Even worse, he would put on this awful, performative, condescending voice when he spoke it to me. Reader, I shit you not, this guy was digging for accents in “u’s” and “o’s” like there was pre-Columbian gold in them. We were riding on the subway once, and instead of asking me “are you hungry?” like a normal human being, he said “qúírēs cómídã?” or some hate crime along those lines.

The frijole that broke the burro’s back was at one of those “authentic” Mexican restaurants I mentioned earlier. Bradley thought it would be cute to prove to me that he could handle eating a spicy chili pepper in front of me. When he challenged me to do the same, and I respectfully declined, he said: “Sometimes I think I’m more Latino than you.”

It was in that moment I realized: This dude isn’t doing any of this for me. He isn’t speaking Spanish or taking me to these restaurants or eating chili peppers inches from my face for my benefit. He was doing it for his. I was just an unwilling accomplice to his burgeoning identity as a spicy white person.

Chipotle mayo, if you will.

The point is, dear reader, that there definitely is a line between appreciation and fetishization. We often talk about how people of color are stigmatized as less attractive in a society that prizes whiteness. But we don’t often talk about the other side of that same coin: That people of color are hypersexualized, that certain aspects of their culture are stereotyped and hyped up to satisfy certain appetites, like the “spiciness” of Latinos or the hypermasculinity of black men.
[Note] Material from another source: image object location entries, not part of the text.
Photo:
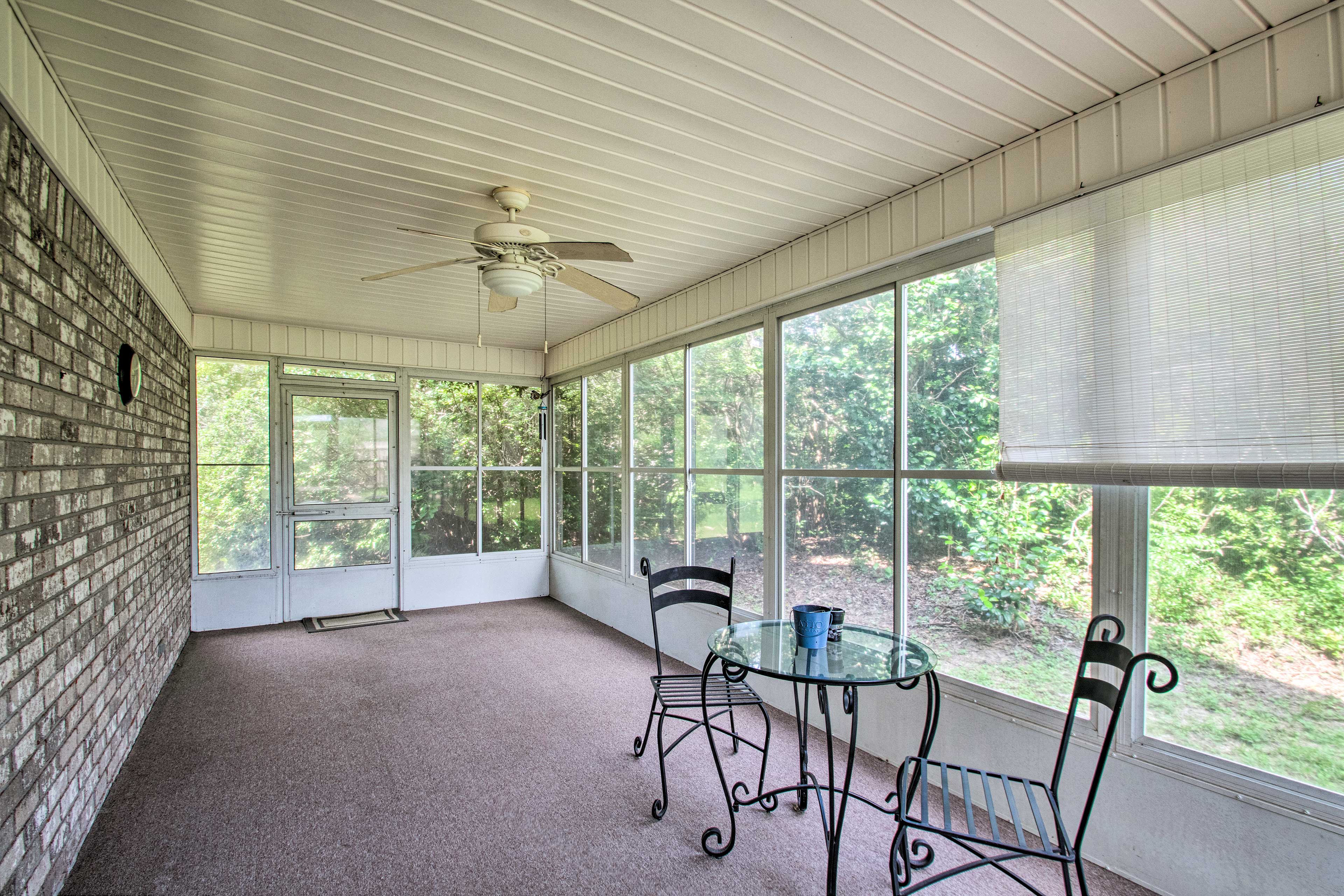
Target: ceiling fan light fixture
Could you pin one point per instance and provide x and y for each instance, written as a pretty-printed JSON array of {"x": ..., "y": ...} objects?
[{"x": 511, "y": 279}]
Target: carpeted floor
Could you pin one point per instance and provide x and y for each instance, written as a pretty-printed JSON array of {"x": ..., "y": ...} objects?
[{"x": 475, "y": 750}]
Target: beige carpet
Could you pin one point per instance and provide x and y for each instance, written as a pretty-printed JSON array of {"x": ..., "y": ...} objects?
[{"x": 475, "y": 750}]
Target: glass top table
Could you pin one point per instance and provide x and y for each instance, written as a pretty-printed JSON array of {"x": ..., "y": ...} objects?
[{"x": 862, "y": 656}]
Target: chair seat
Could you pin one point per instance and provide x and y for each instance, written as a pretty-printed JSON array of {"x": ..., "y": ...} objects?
[
  {"x": 1030, "y": 805},
  {"x": 678, "y": 692}
]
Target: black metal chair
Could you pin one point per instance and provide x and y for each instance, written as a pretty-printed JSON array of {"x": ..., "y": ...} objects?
[
  {"x": 683, "y": 692},
  {"x": 1042, "y": 800}
]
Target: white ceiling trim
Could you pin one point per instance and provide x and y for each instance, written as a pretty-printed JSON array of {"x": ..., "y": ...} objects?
[{"x": 273, "y": 147}]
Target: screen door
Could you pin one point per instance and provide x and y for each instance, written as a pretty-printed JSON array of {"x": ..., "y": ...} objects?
[{"x": 341, "y": 502}]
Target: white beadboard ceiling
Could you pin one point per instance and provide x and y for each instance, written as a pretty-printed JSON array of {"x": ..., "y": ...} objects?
[{"x": 273, "y": 147}]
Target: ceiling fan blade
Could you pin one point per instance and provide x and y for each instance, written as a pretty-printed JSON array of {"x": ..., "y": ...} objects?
[
  {"x": 430, "y": 233},
  {"x": 420, "y": 268},
  {"x": 588, "y": 252},
  {"x": 598, "y": 288},
  {"x": 502, "y": 303}
]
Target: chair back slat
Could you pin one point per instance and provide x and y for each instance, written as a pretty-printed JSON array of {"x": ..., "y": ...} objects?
[
  {"x": 1102, "y": 647},
  {"x": 704, "y": 574},
  {"x": 659, "y": 578},
  {"x": 1107, "y": 652},
  {"x": 690, "y": 596},
  {"x": 1097, "y": 691}
]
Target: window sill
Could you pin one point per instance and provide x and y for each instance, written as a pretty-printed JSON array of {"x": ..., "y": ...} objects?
[
  {"x": 463, "y": 559},
  {"x": 592, "y": 567},
  {"x": 1283, "y": 796},
  {"x": 246, "y": 574}
]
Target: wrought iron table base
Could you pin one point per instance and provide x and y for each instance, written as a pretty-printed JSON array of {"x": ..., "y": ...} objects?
[{"x": 832, "y": 808}]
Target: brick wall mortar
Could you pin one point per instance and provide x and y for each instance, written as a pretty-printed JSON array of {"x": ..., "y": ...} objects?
[{"x": 94, "y": 518}]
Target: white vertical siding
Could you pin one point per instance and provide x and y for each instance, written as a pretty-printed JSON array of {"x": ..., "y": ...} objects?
[
  {"x": 1279, "y": 75},
  {"x": 31, "y": 94},
  {"x": 211, "y": 334}
]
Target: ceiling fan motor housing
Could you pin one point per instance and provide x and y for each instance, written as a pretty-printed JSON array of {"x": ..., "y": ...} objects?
[
  {"x": 512, "y": 279},
  {"x": 510, "y": 232}
]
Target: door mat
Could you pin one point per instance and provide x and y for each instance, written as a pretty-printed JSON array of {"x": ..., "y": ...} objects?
[{"x": 354, "y": 621}]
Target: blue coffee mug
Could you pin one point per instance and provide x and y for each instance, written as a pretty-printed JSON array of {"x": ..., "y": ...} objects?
[{"x": 811, "y": 622}]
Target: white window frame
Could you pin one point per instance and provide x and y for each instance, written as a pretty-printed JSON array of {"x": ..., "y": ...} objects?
[
  {"x": 480, "y": 555},
  {"x": 401, "y": 385}
]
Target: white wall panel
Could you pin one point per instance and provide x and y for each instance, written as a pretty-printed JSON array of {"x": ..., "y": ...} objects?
[
  {"x": 455, "y": 583},
  {"x": 31, "y": 94},
  {"x": 1190, "y": 112},
  {"x": 211, "y": 334},
  {"x": 1209, "y": 101}
]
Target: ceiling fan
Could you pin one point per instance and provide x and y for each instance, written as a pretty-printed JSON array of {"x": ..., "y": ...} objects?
[{"x": 514, "y": 258}]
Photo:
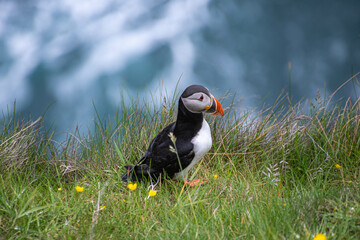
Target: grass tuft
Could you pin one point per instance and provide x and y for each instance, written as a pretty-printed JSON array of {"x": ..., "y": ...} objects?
[{"x": 280, "y": 172}]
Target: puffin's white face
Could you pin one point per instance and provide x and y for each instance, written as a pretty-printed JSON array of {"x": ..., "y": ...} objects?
[{"x": 197, "y": 102}]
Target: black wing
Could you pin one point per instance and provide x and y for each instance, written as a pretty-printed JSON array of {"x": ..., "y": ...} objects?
[{"x": 159, "y": 159}]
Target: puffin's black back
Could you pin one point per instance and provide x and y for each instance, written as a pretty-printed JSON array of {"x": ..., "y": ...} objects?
[{"x": 158, "y": 158}]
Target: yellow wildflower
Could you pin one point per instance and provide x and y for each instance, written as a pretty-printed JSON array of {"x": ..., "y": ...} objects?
[
  {"x": 320, "y": 236},
  {"x": 132, "y": 187},
  {"x": 152, "y": 193},
  {"x": 79, "y": 189}
]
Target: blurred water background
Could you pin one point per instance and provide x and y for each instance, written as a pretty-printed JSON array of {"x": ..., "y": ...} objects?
[{"x": 70, "y": 54}]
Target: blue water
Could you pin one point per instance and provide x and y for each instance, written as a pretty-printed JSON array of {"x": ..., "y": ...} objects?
[{"x": 70, "y": 54}]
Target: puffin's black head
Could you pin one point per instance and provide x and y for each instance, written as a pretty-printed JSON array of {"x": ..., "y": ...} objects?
[{"x": 198, "y": 99}]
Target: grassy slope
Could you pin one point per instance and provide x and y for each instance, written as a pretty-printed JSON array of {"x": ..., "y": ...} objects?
[{"x": 277, "y": 178}]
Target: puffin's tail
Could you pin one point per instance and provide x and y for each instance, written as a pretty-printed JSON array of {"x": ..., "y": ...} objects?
[{"x": 135, "y": 173}]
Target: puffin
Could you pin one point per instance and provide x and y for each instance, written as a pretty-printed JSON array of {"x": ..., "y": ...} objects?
[{"x": 181, "y": 144}]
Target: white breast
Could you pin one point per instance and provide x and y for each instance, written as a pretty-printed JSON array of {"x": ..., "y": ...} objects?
[{"x": 202, "y": 144}]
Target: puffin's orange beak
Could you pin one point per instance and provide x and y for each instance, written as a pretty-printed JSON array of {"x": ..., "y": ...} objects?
[{"x": 215, "y": 108}]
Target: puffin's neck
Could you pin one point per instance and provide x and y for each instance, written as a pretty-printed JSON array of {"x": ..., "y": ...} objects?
[{"x": 187, "y": 121}]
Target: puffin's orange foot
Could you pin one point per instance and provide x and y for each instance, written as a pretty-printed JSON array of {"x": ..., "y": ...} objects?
[{"x": 194, "y": 182}]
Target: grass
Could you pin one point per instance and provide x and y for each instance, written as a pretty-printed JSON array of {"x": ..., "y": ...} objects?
[{"x": 277, "y": 177}]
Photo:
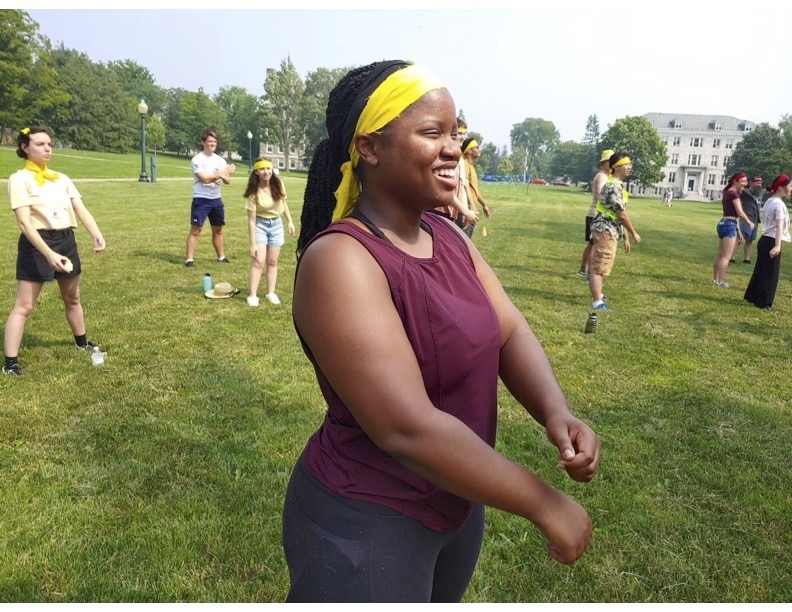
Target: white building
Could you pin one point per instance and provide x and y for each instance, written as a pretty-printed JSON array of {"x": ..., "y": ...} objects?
[{"x": 699, "y": 147}]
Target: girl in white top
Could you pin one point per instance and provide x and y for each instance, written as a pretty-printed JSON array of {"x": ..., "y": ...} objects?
[
  {"x": 46, "y": 206},
  {"x": 764, "y": 280},
  {"x": 266, "y": 203}
]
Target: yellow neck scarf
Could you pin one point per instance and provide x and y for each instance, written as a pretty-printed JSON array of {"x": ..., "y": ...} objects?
[
  {"x": 394, "y": 95},
  {"x": 42, "y": 174}
]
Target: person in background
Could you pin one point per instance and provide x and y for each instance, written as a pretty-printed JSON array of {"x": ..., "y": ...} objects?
[
  {"x": 210, "y": 172},
  {"x": 728, "y": 230},
  {"x": 46, "y": 205},
  {"x": 764, "y": 280},
  {"x": 265, "y": 201},
  {"x": 386, "y": 502},
  {"x": 459, "y": 211},
  {"x": 608, "y": 226},
  {"x": 471, "y": 153},
  {"x": 596, "y": 187},
  {"x": 751, "y": 200}
]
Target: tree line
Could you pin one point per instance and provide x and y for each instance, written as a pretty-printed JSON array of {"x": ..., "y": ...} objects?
[{"x": 93, "y": 106}]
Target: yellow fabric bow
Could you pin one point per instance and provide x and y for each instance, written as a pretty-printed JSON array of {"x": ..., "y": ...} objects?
[
  {"x": 394, "y": 95},
  {"x": 42, "y": 174}
]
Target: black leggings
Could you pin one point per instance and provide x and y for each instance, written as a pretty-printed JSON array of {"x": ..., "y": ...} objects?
[{"x": 344, "y": 550}]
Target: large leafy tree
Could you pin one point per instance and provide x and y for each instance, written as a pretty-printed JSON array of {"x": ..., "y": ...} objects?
[
  {"x": 196, "y": 112},
  {"x": 283, "y": 90},
  {"x": 138, "y": 82},
  {"x": 106, "y": 118},
  {"x": 313, "y": 105},
  {"x": 242, "y": 114},
  {"x": 27, "y": 77},
  {"x": 763, "y": 152},
  {"x": 538, "y": 137},
  {"x": 639, "y": 139},
  {"x": 569, "y": 161},
  {"x": 591, "y": 138}
]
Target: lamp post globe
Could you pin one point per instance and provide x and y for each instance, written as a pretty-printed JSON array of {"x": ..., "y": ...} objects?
[
  {"x": 250, "y": 152},
  {"x": 143, "y": 109}
]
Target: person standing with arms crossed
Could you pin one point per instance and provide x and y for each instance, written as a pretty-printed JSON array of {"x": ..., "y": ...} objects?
[
  {"x": 46, "y": 205},
  {"x": 210, "y": 172},
  {"x": 596, "y": 186}
]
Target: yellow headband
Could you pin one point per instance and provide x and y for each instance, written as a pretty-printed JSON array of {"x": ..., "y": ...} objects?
[
  {"x": 471, "y": 145},
  {"x": 622, "y": 162},
  {"x": 394, "y": 95}
]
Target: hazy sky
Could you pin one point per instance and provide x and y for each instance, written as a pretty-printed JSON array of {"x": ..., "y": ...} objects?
[{"x": 558, "y": 60}]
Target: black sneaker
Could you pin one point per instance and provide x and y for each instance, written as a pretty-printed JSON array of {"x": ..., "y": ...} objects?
[{"x": 12, "y": 370}]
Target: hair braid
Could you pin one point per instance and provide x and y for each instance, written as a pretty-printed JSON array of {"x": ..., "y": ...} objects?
[{"x": 324, "y": 174}]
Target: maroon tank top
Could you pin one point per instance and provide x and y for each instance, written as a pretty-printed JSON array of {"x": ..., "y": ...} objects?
[{"x": 446, "y": 314}]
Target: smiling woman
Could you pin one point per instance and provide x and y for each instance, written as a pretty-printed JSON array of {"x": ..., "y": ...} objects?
[{"x": 408, "y": 330}]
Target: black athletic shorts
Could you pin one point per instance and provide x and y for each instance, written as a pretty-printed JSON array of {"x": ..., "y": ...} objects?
[{"x": 33, "y": 266}]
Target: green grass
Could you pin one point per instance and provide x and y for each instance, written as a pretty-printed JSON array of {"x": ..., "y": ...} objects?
[{"x": 160, "y": 475}]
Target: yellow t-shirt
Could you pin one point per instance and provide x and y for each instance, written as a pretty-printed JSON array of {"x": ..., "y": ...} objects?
[
  {"x": 50, "y": 203},
  {"x": 265, "y": 206}
]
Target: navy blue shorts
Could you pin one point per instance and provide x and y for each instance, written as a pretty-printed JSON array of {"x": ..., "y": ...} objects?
[
  {"x": 203, "y": 208},
  {"x": 33, "y": 266}
]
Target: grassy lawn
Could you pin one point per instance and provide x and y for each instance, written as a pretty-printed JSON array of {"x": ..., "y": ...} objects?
[{"x": 159, "y": 477}]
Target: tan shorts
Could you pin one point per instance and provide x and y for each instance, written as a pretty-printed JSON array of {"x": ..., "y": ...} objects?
[{"x": 603, "y": 253}]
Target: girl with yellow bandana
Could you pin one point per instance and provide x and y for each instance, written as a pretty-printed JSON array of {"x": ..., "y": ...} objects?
[
  {"x": 46, "y": 205},
  {"x": 408, "y": 330}
]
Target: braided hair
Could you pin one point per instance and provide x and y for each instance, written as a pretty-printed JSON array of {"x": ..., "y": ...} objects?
[{"x": 324, "y": 173}]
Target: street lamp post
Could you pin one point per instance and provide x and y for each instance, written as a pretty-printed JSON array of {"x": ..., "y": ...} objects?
[
  {"x": 250, "y": 152},
  {"x": 143, "y": 109}
]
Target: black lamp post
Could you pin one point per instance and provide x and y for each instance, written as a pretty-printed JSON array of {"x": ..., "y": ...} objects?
[
  {"x": 250, "y": 152},
  {"x": 143, "y": 109}
]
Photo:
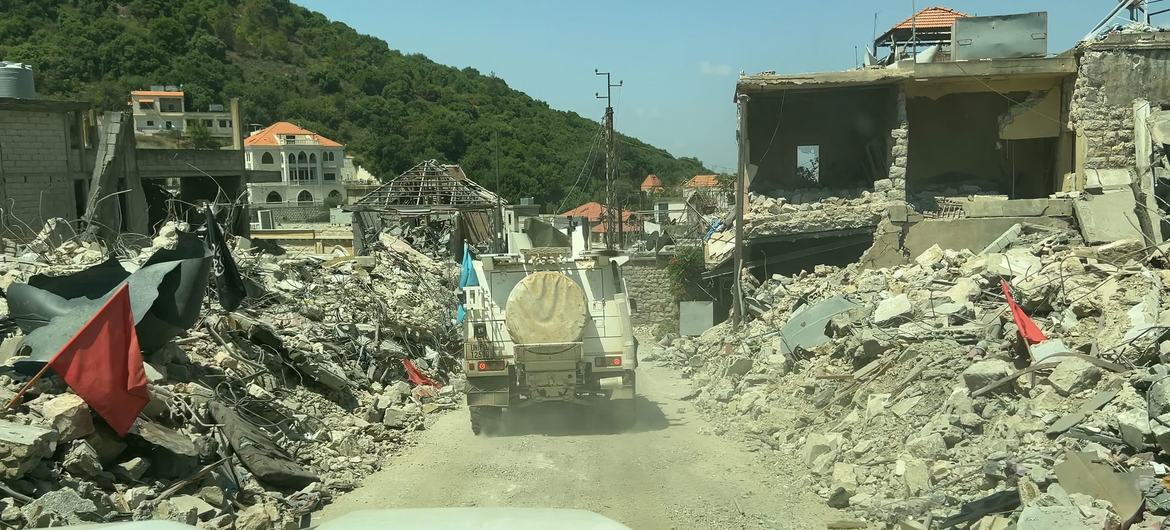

I’m not saying we should have to erase our differences to get along. Differences are great. Differences make relationships interesting and give us opportunities to explore and learn about one another. It’s not about “not seeing race.” It’s about treating people like the fully complex, completely multi-dimensional human beings that they are and not centering yourself in a dynamic that’s built for two.

So you find yourself attracted to nonwhite men. So you look back at your dating history and you notice your exes are mostly black and brown. That’s all perfectly fine! No one needs your affirmative action, mija. You were with them because you liked them, and they were with you because they liked you back.

But every once in awhile, it’s good and healthy to ask yourself: Am I treating people like an accessory? Am I seeing this person through a lens that reduces them down to just their race or just their culture? Am I Columbus-ing people?

I’ll end on this positive note. I’m so glad you’re being honest with yourself about this. Because, really, regardless of where we come from or the color of our skin, we’ve all grown up in a society that conditions us to devalue people of color. That’s true of people of color too, by the way. Self-hatred is a thing.

If you somehow made it through that process without consciously or unconsciously inducting any of its harmful messages, well, kudos. You’re a superhuman, a mutant, an X-Man or some shit. For the rest of us, including myself, it’s a process and a struggle.

But it’s a process that can’t start, dear reader, until we’re willing to confront it.